The infrastructure team was just beginning to review their needs for performance and capacity management tools for their Private Cloud. The team had implemented a proof-of-concept of vCenter Operations Manager and found its visualizations useful; so they asked us to work with the applications team to determine whether we could digest this custom performance information.
We started by educating them on the concept of a dynamic learning monitoring system. It had to allow hard thresholds to be set, but also⎯more importantly⎯determine the spectrum of normal behavior based upon data pattern prediction algorithms for an application; both as a whole and each of its individual components.
We discussed the benefits of a data analytics system that could take a stream of data, and
irrespective of the data source, create a monitored object from it. The data analytics system had to be able to assign the data elements in the stream to metrics, start determining normality, provide a comparison to any hard thresholds, and provide the visualization.
The applications team was keen to investigate and so our proof-of-concept expanded to include the custom performance data from this in-house developed application.
The screenshot below shows VMware vCenter Operations Manager. It shows the Resource Type screen that allows us to define a customer Resource Type, which allows us to represent the application-specific metrics and the application itself.
To get the data into vCenter Operation Manager we simply wrote a script that opened the flat file on each of the servers participating in the application; it read the file and then posted the information into vCenter Operations Manager using its HTTP POST adapter. This adapter provides the ability to post data from any endpoint that needs to be monitored; because of this vCenter Operations Manager is a very flexible tool.
In this instance we posted into vCenter Operation Manager a combination of application-specific counters and Windows Management Instrumentation (WMI) counters from the Windows operating system platform the apps run on. This is shown in the following screenshot.
You can see the Resource Kind is something I called vbs_vcops_httpost, which is not a ‘standard’ monitored object in vCenter Operations Manager; the product has created this based on the data stream I was pumping into it. I just needed to tell vCenter Operations Manager what metrics it should monitor from the data stream – which you can see in the following screenshot.

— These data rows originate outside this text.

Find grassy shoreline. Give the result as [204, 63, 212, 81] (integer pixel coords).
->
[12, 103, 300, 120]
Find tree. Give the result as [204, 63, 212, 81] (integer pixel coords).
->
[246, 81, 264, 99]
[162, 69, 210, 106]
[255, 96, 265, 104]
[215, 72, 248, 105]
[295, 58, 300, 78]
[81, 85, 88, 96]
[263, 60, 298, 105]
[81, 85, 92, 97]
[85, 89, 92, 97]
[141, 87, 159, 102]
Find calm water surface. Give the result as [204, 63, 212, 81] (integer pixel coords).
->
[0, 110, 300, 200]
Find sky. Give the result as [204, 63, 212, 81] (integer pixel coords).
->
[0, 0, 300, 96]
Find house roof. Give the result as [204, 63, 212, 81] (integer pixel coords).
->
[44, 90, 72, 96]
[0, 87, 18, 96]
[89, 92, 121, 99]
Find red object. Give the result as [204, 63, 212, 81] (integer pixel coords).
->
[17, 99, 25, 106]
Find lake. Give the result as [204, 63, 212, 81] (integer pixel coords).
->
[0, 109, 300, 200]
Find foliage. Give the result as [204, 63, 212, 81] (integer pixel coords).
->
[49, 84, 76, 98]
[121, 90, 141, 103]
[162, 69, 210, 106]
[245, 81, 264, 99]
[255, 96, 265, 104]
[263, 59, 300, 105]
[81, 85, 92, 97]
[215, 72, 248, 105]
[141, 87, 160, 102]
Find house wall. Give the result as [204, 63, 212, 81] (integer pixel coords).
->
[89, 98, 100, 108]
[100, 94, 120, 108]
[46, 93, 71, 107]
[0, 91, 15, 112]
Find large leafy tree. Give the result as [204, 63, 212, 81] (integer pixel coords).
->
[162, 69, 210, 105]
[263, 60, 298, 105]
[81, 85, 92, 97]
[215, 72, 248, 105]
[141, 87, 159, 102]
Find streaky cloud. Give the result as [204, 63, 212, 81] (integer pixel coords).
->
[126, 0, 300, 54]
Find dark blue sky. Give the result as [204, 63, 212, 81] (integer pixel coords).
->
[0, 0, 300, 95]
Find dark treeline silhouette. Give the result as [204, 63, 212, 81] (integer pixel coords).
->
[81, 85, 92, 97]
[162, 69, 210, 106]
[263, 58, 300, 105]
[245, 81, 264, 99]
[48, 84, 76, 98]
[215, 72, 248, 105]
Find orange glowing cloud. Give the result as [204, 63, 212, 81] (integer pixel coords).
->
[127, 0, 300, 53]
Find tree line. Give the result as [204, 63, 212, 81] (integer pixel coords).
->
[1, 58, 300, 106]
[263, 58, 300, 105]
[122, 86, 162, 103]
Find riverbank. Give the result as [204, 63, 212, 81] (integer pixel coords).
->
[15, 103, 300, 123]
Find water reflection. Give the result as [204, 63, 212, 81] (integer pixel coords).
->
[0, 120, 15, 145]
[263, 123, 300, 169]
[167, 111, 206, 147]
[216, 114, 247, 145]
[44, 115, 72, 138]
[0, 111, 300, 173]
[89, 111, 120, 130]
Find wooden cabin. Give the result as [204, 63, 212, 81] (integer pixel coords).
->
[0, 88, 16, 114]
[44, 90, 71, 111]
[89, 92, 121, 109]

For each attribute (metric) we can configure whether hard thresholds are used and whether vCenter Operations Manager should use that metric as an indicator of normality. We refer to the normality as dynamic thresholds.
Once we have identified which metrics we want to mark, we can create spectrums of normality for them and affect the health of the application, which allows us to create visualizations. The screenshot below shows an example of a simple visualization. It shows the applications team a round-trip time metric plotted over time, alongside a standard windows WMI performance counter for CPU.

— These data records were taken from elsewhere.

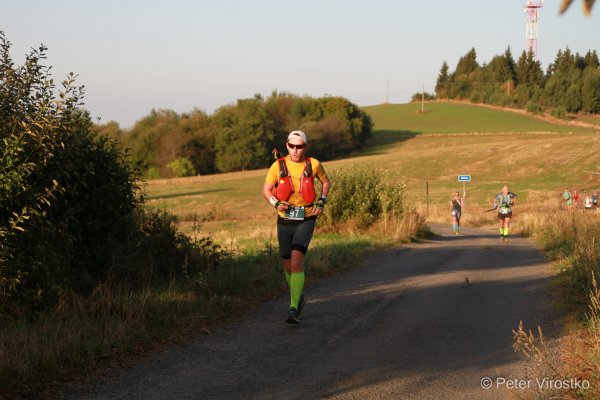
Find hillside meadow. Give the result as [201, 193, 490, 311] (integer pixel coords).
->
[145, 102, 600, 244]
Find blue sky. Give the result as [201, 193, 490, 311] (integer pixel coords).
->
[0, 0, 600, 128]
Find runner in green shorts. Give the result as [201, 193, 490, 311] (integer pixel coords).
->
[494, 185, 518, 243]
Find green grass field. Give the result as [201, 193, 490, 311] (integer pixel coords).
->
[146, 102, 600, 244]
[363, 102, 591, 134]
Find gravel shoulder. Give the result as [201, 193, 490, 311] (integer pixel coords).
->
[66, 225, 559, 399]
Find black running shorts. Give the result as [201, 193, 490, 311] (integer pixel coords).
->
[277, 216, 317, 259]
[498, 211, 512, 219]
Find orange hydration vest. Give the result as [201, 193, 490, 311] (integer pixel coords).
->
[274, 157, 316, 203]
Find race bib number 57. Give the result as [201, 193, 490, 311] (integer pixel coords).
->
[285, 206, 304, 220]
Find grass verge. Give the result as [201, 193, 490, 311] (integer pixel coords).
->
[0, 215, 423, 398]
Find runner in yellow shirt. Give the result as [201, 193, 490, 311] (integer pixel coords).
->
[263, 131, 331, 324]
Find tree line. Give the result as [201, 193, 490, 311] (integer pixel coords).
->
[426, 47, 600, 118]
[0, 31, 222, 314]
[95, 91, 373, 178]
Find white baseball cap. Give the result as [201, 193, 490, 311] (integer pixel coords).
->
[288, 131, 308, 143]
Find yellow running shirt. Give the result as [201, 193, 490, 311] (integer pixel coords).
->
[265, 155, 327, 217]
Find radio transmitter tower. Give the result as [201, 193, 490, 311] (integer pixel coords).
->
[525, 0, 544, 61]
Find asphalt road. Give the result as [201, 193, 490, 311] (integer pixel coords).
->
[67, 226, 557, 400]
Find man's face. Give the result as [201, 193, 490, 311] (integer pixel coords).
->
[286, 138, 306, 162]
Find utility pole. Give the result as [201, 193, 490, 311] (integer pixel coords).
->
[385, 79, 390, 104]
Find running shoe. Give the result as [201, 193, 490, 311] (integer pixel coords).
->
[285, 307, 300, 324]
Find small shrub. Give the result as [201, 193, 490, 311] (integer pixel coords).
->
[324, 168, 406, 228]
[550, 107, 567, 119]
[167, 157, 196, 178]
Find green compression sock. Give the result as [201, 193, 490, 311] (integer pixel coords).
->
[290, 272, 304, 310]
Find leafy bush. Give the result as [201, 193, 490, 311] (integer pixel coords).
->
[0, 32, 227, 316]
[324, 167, 406, 227]
[526, 100, 543, 114]
[550, 106, 567, 119]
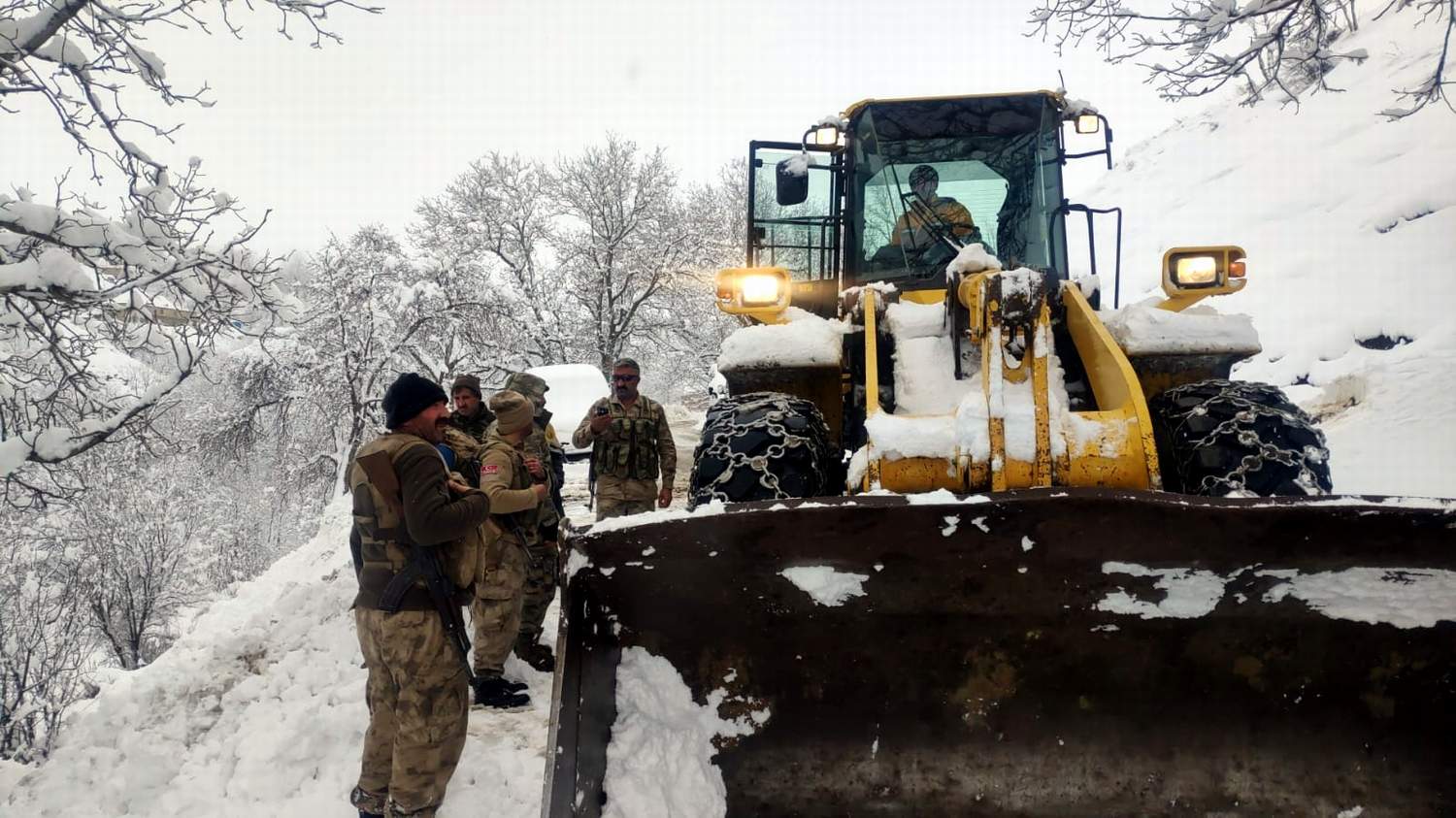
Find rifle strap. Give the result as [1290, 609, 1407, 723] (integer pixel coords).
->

In introducing the capabilities to monitor custom in-house developed applications using combinations of application-specific custom metrics, a standard guest operating system and platform metrics, the DevOps team now has visibility into the health of the whole stack. This enables them to see the impact of code changes against different layers of the stack so they can compare the before and after from the perspective of the spectrum of normality for varying key metrics.
This capability from a cultural perspective brought the applications development team and infrastructure team onto the same page; both teams gain an appreciation of any performance issues through a common view.
In my team we have developed services that enable our customers to adopt and mature a performance and capacity management capability for the hybrid cloud, which⎯in my view―is one of the most challenging considerations for hybrid cloud adoption.
Michael Francis is a Principal Systems Engineer at VMware, based in Brisbane.